Methods: Paraffin embedded ICC samples were obtained from historical archives of two hospitals in Korea. HPV detection and genotyping was performed by SPF10 PCR, DEIA and LiPA25 assays (version 1).
Results: Of 874 ICC cases, 742 were considered suitable for HPV DNA testing after histological evaluation. Squamous cell carcinoma was the major histological type (93.0%). HPV was detected in 674 of the 742 specimens (90.8%). The five most common types identified as single types among HPV-positive cases were HPV16 (63.1%), HPV18 (8.5%), HPV33 (4.5%), HPV58 (3.9%) and HPV31 (3.0%).

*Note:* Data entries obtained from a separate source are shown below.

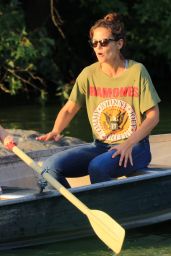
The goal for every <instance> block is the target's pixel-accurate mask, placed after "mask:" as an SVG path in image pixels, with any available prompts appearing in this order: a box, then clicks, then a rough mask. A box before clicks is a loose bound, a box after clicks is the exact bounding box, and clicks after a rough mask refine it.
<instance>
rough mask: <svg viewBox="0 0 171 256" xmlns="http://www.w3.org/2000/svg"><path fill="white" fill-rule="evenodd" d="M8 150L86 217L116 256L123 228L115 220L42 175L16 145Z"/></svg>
mask: <svg viewBox="0 0 171 256" xmlns="http://www.w3.org/2000/svg"><path fill="white" fill-rule="evenodd" d="M10 148H11V150H12V151H13V152H14V153H15V154H16V155H17V156H18V157H19V158H21V159H22V160H23V161H24V162H25V163H26V164H27V165H29V166H30V167H31V168H32V169H33V170H35V171H36V172H38V173H39V174H41V175H43V177H44V178H45V179H46V180H47V181H48V182H49V183H50V184H51V185H52V186H53V187H54V188H56V189H57V190H58V191H59V192H60V193H61V194H62V195H63V196H64V197H65V198H66V199H68V200H69V201H70V202H71V203H72V204H73V205H75V206H76V207H77V208H78V209H79V210H80V211H81V212H82V213H84V214H85V215H86V216H87V217H88V219H89V221H90V223H91V225H92V228H93V229H94V231H95V233H96V234H97V236H98V237H99V238H100V239H101V240H102V241H103V242H104V243H105V244H106V245H107V246H108V247H109V248H110V249H112V250H113V251H114V252H115V253H116V254H118V253H119V252H120V251H121V248H122V244H123V241H124V237H125V230H124V229H123V227H121V226H120V225H119V224H118V223H117V222H116V221H115V220H113V219H112V218H111V217H110V216H109V215H108V214H106V213H105V212H102V211H99V210H91V209H89V208H88V207H87V206H86V205H85V204H83V203H82V202H81V201H80V200H79V199H78V198H77V197H76V196H75V195H73V194H72V193H71V192H70V191H69V190H68V189H66V188H65V187H64V186H62V185H61V184H60V183H59V182H58V181H57V180H56V179H54V178H53V177H52V176H51V175H50V174H49V173H47V172H45V173H43V172H42V171H43V170H42V168H41V167H40V166H39V165H38V164H37V163H36V162H35V161H33V160H32V159H31V158H30V157H29V156H28V155H26V154H25V153H24V152H23V151H22V150H21V149H19V148H18V147H17V146H16V145H12V146H11V147H10ZM42 173H43V174H42ZM99 200H100V199H99Z"/></svg>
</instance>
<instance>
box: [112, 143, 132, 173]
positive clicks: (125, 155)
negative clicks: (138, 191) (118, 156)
mask: <svg viewBox="0 0 171 256" xmlns="http://www.w3.org/2000/svg"><path fill="white" fill-rule="evenodd" d="M111 150H115V152H114V153H113V155H112V158H115V157H116V156H118V155H120V158H119V166H122V165H123V166H124V167H125V168H126V167H127V165H128V162H130V164H131V165H133V160H132V148H129V149H125V148H124V147H122V146H121V145H117V146H114V147H111V148H110V149H109V151H111Z"/></svg>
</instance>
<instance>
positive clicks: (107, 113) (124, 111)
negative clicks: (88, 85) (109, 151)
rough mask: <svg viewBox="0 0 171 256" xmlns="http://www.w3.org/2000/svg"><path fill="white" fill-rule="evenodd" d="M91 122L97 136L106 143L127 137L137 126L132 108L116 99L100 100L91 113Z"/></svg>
mask: <svg viewBox="0 0 171 256" xmlns="http://www.w3.org/2000/svg"><path fill="white" fill-rule="evenodd" d="M92 124H93V129H94V131H95V133H96V136H97V138H99V139H100V140H105V141H107V142H108V143H114V142H117V141H119V140H124V139H125V138H128V137H129V136H130V135H131V134H132V133H133V132H134V131H135V130H136V128H137V122H136V115H135V112H134V110H133V108H132V107H131V106H130V105H129V104H128V103H127V102H125V101H122V100H118V99H108V100H105V101H103V102H101V103H100V104H99V105H98V106H97V108H96V109H95V111H94V113H93V118H92Z"/></svg>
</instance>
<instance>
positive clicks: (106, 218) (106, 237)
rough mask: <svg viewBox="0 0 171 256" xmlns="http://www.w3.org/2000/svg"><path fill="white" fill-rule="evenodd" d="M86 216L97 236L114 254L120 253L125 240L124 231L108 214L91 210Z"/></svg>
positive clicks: (117, 253) (124, 235)
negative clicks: (106, 245)
mask: <svg viewBox="0 0 171 256" xmlns="http://www.w3.org/2000/svg"><path fill="white" fill-rule="evenodd" d="M90 212H91V213H90V214H89V215H88V216H87V217H88V219H89V221H90V223H91V225H92V228H93V229H94V232H95V233H96V234H97V236H98V237H99V238H100V239H101V240H102V241H103V242H104V243H105V244H106V245H107V246H108V247H109V248H110V249H111V250H113V251H114V252H115V253H116V254H118V253H120V251H121V248H122V245H123V241H124V238H125V230H124V228H123V227H122V226H121V225H119V224H118V223H117V222H116V221H115V220H114V219H112V218H111V217H110V216H109V215H108V214H106V213H105V212H102V211H99V210H91V211H90Z"/></svg>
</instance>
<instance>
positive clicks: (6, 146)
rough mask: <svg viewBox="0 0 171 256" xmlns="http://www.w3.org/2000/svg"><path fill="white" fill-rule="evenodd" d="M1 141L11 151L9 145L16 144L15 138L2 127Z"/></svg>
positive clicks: (0, 129) (0, 127)
mask: <svg viewBox="0 0 171 256" xmlns="http://www.w3.org/2000/svg"><path fill="white" fill-rule="evenodd" d="M0 141H1V142H2V143H3V144H4V146H5V147H6V148H7V149H8V150H10V147H9V145H10V144H11V143H12V144H14V140H13V137H12V136H11V135H9V134H8V132H7V131H6V130H5V129H4V128H3V127H2V126H1V125H0Z"/></svg>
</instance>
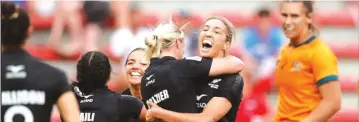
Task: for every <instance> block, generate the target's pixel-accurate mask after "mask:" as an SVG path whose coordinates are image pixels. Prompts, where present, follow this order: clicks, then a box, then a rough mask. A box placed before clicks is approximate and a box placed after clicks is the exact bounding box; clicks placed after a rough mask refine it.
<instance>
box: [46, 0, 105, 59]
mask: <svg viewBox="0 0 359 122" xmlns="http://www.w3.org/2000/svg"><path fill="white" fill-rule="evenodd" d="M58 3H59V4H58V6H57V10H56V13H55V20H54V22H53V26H52V29H51V35H50V41H49V44H50V45H51V47H52V48H53V49H54V50H55V51H56V52H57V53H59V54H60V55H61V56H64V57H77V56H78V55H79V54H81V53H82V52H84V51H90V50H97V49H98V47H97V41H98V40H99V39H100V37H101V27H102V26H103V23H104V20H105V18H106V17H107V16H108V15H109V4H108V2H106V1H84V2H76V1H58ZM82 8H83V10H84V14H85V20H86V25H85V26H82V25H83V23H82V18H81V11H80V10H81V9H82ZM66 25H67V26H68V27H69V32H70V38H71V40H70V42H69V43H66V44H65V45H64V46H59V45H61V37H62V34H63V30H64V28H65V26H66Z"/></svg>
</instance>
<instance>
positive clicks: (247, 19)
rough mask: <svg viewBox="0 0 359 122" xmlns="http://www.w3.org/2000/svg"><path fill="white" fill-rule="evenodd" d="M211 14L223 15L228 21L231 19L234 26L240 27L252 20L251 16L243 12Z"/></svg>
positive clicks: (214, 12)
mask: <svg viewBox="0 0 359 122" xmlns="http://www.w3.org/2000/svg"><path fill="white" fill-rule="evenodd" d="M212 15H213V16H222V17H225V18H227V19H228V20H229V21H231V22H232V23H233V25H234V26H236V27H242V26H246V25H248V24H251V23H252V20H253V18H252V17H251V16H247V15H245V14H241V13H238V12H236V11H221V12H214V13H213V14H212Z"/></svg>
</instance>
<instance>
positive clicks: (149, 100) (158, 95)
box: [147, 89, 170, 104]
mask: <svg viewBox="0 0 359 122" xmlns="http://www.w3.org/2000/svg"><path fill="white" fill-rule="evenodd" d="M168 98H170V95H169V94H168V91H167V89H165V90H163V91H161V92H159V93H157V94H155V95H153V96H152V97H151V98H150V99H149V100H147V102H151V103H154V104H157V103H160V102H162V101H164V100H166V99H168Z"/></svg>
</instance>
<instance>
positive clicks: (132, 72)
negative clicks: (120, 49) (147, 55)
mask: <svg viewBox="0 0 359 122" xmlns="http://www.w3.org/2000/svg"><path fill="white" fill-rule="evenodd" d="M148 64H149V61H148V60H147V58H146V57H145V51H144V50H135V51H133V52H132V53H131V54H130V55H129V56H128V59H127V63H126V66H125V69H126V76H127V81H128V82H129V83H130V84H132V85H138V84H140V83H141V77H142V76H143V73H144V72H145V70H146V69H147V67H148Z"/></svg>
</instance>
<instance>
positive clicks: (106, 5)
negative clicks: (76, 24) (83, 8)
mask: <svg viewBox="0 0 359 122" xmlns="http://www.w3.org/2000/svg"><path fill="white" fill-rule="evenodd" d="M109 9H110V6H109V3H108V2H103V1H85V2H84V12H85V16H86V20H87V22H88V23H93V24H99V25H103V24H104V21H105V19H106V17H107V16H109V15H110V10H109Z"/></svg>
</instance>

Multiple infections were detected in 5%. HPV16-18 together accounted for 72% of all HPV-positive cervical cancers with no statistically significant differences by time at diagnosis (adjusted model-p>0.05).
Conclusion: This present study confirmed the role of HPV infection as the main factor in cervical cancer in Korea. HPV16-18 accounted for more than 70% in cervical cancer and there was no statistically significant secular trend for the past 50 years.